La Cancillería de Bolivia confirmó que la embajadora de Colombia, Elizabeth Garcia, fue expulsada de ese país.
Añadió que su Gobierno está dispuesto, “si es invitado”, a “buscar fórmulas pacíficas de salida a la crisis política boliviana” y pidió que “no haya presos políticos en ninguna parte de las Américas”.
La Federación de Campesinos de La Paz ‘Túpac Katari’, la Central Obrera Boliviana (COB) y otras organizaciones mantienen protestas y bloqueos de caminos para exigir la salida del presidente Paz, en rechazo a las reformas que su Gobierno busca impulsar mediante un paquete de al menos diez leyes económicas.
La Cancillería boliviana rechazó las declaraciones del presidente de Colombia, indicando que estas “no reflejan la relación de amistad, respeto y cooperación entre los pueblos de Bolivia y Colombia, ni los profundos vínculos históricos que unen a ambos Estados”.

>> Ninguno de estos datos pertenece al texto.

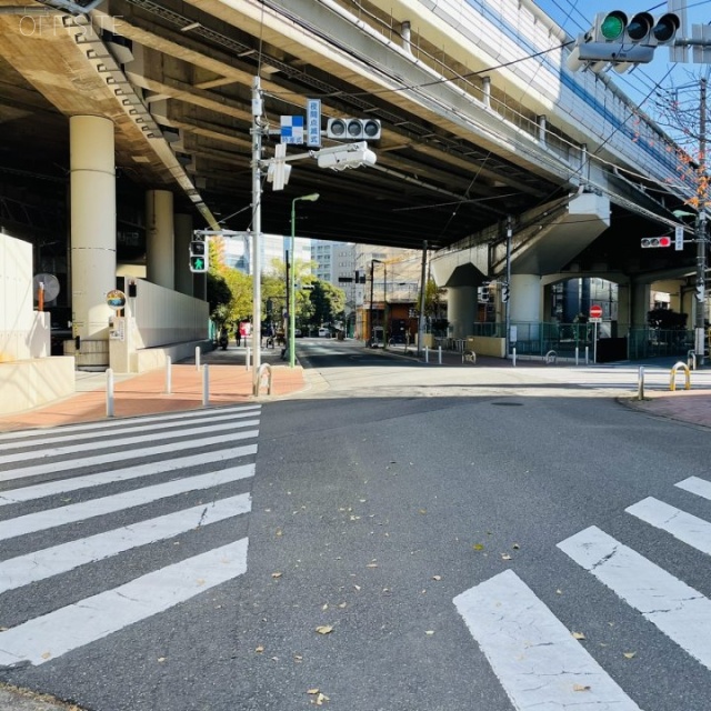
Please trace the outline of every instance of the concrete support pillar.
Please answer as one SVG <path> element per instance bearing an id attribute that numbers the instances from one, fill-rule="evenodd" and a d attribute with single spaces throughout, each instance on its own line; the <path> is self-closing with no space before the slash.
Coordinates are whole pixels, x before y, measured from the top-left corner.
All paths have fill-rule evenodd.
<path id="1" fill-rule="evenodd" d="M 472 336 L 477 320 L 477 287 L 449 287 L 447 290 L 447 318 L 452 338 Z"/>
<path id="2" fill-rule="evenodd" d="M 487 109 L 491 108 L 491 77 L 484 77 L 483 82 L 483 98 L 482 101 Z"/>
<path id="3" fill-rule="evenodd" d="M 116 289 L 116 158 L 113 122 L 97 116 L 69 119 L 71 187 L 71 293 L 78 364 L 108 365 L 107 292 Z M 96 341 L 93 346 L 91 341 Z"/>
<path id="4" fill-rule="evenodd" d="M 538 140 L 541 143 L 545 143 L 545 132 L 547 132 L 545 117 L 541 114 L 537 117 L 537 120 L 538 120 Z"/>
<path id="5" fill-rule="evenodd" d="M 632 288 L 629 283 L 618 284 L 618 336 L 627 336 L 632 327 Z"/>
<path id="6" fill-rule="evenodd" d="M 541 320 L 541 278 L 538 274 L 511 274 L 512 322 L 538 322 Z"/>
<path id="7" fill-rule="evenodd" d="M 173 193 L 149 190 L 146 193 L 146 274 L 166 289 L 176 288 L 176 244 L 173 233 Z"/>
<path id="8" fill-rule="evenodd" d="M 176 291 L 188 294 L 189 297 L 197 297 L 202 299 L 202 290 L 200 293 L 193 293 L 192 282 L 193 274 L 188 267 L 188 254 L 190 253 L 190 240 L 192 239 L 192 216 L 191 214 L 176 214 L 174 216 L 174 231 L 176 231 Z M 200 281 L 203 281 L 202 274 Z"/>
<path id="9" fill-rule="evenodd" d="M 632 282 L 630 284 L 630 301 L 632 314 L 631 327 L 642 329 L 647 326 L 647 314 L 650 310 L 651 286 Z"/>

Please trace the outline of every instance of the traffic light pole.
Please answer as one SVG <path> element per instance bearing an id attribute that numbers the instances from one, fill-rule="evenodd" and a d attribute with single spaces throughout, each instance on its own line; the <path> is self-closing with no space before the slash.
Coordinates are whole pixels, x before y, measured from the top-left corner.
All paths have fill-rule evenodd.
<path id="1" fill-rule="evenodd" d="M 705 304 L 707 304 L 707 80 L 701 79 L 701 104 L 699 107 L 699 217 L 697 218 L 697 318 L 694 329 L 694 351 L 697 363 L 703 365 L 705 351 Z"/>

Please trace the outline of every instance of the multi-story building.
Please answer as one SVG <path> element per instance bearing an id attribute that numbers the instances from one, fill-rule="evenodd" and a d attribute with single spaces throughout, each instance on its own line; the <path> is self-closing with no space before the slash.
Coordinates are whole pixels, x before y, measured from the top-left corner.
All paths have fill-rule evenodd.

“Bolivia considera improcedente cualquier interpretación o caracterización externa que distorsione la naturaleza de los acontecimientos actuales o que contribuya a profundizar la confrontación entre bolivianos”, agregó.
También indicó que los desafíos que afronta el país deben resolverse “en el marco del orden constitucional, el respeto a las instituciones democráticas y mediante mecanismos de diálogo”, y que ello corresponde “exclusivamente al pueblo boliviano”.
Asimismo, enfatizó “la importancia del respeto al principio de no injerencia en los asuntos internos de los Estados, conforme al Derecho Internacional y a los principios que rigen las relaciones entre países de América Latina y el Caribe”. (Lea también: Cancillería de Bolivia responde a Petro por decir que en el país andino hay “insurrección popular”)
Tras estas declaraciones, el canciller Aramayo informó que “efectivamente, la embajadora fue declarada persona non grata ante las insistentes declaraciones públicas del presidente Gustavo Petro de injerencia en política interna boliviana, así como el endoso que hace el movimiento político desestabilizados de la democracia”.